Hermosa y atrevida como era, se colocó un mechón de cabello detrás de la oreja y les ofreció una sonrisa coqueta a los inversores antes de guiarlos hacia el primer salón. No pudo menos que observar con envidia el precioso vestido que lucía. Se ajustaba tan maravillosamente a todas sus curvas, formando trazos irregulares de color perla y burdeos. Lo llevaba atado al cuello con un fino lazo, dejando al descubierto toda la piel de su espalda. Kagura era hermosa. Alta, esbelta y llena de atractivas curvas femeninas. Su cabello negro sin reflejos no era atractivo, pero ella sabía sacarle partido con los hermosos recogidos que se preparaba. Sus ojos color violeta eran muy llamativos y aunque el resto de sus rasgos faciales no eran nada del otro mundo, ella se maquillaba de tal forma que parecía mucho más de lo que era.

Todavía estaba sorprendida de que no hubiera logrado acostarse con el señor.
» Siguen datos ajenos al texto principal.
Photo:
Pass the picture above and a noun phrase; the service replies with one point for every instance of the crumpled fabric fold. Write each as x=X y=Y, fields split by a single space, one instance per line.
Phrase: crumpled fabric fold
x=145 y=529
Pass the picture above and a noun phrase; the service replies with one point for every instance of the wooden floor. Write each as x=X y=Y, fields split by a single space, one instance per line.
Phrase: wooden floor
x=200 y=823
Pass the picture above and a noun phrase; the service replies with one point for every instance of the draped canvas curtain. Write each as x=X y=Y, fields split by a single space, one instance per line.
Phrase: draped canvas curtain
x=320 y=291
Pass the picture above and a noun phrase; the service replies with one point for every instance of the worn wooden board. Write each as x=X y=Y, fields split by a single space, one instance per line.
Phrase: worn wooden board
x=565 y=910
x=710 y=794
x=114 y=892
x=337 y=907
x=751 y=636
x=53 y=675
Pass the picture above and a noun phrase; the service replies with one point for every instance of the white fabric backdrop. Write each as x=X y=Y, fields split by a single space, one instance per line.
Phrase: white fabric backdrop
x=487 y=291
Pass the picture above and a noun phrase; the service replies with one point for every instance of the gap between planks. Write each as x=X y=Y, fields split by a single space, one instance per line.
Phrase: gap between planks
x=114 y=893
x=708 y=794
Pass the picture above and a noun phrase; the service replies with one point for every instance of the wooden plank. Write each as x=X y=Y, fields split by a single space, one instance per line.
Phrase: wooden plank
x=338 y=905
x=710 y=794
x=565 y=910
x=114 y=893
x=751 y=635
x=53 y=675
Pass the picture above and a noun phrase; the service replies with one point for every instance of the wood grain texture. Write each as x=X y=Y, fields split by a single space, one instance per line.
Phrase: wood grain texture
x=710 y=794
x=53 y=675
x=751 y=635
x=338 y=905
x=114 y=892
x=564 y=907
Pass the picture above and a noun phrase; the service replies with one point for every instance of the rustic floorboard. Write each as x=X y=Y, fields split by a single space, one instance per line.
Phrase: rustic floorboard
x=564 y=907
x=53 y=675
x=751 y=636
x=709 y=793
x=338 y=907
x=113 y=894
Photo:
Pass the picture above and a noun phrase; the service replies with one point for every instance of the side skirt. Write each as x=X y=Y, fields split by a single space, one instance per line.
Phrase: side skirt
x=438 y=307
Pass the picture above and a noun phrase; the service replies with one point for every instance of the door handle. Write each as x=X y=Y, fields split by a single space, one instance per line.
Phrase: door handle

Sabía de muy buena tinta que se había acostado con varios de sus inversores y que recibía regalos carísimos de todos ellos, pero a pesar de haberlo intentado millones de veces, nunca había logrado atrapar al señor. Por lo menos no que ella supiera. Nunca encontró señal alguna de Kagura mientras limpiaba el dormitorio del señor. La verdad es que nunca encontró señal alguna de que el señor se estuviera viendo con alguna mujer, y llevaba allí cerca de dos años trabajando.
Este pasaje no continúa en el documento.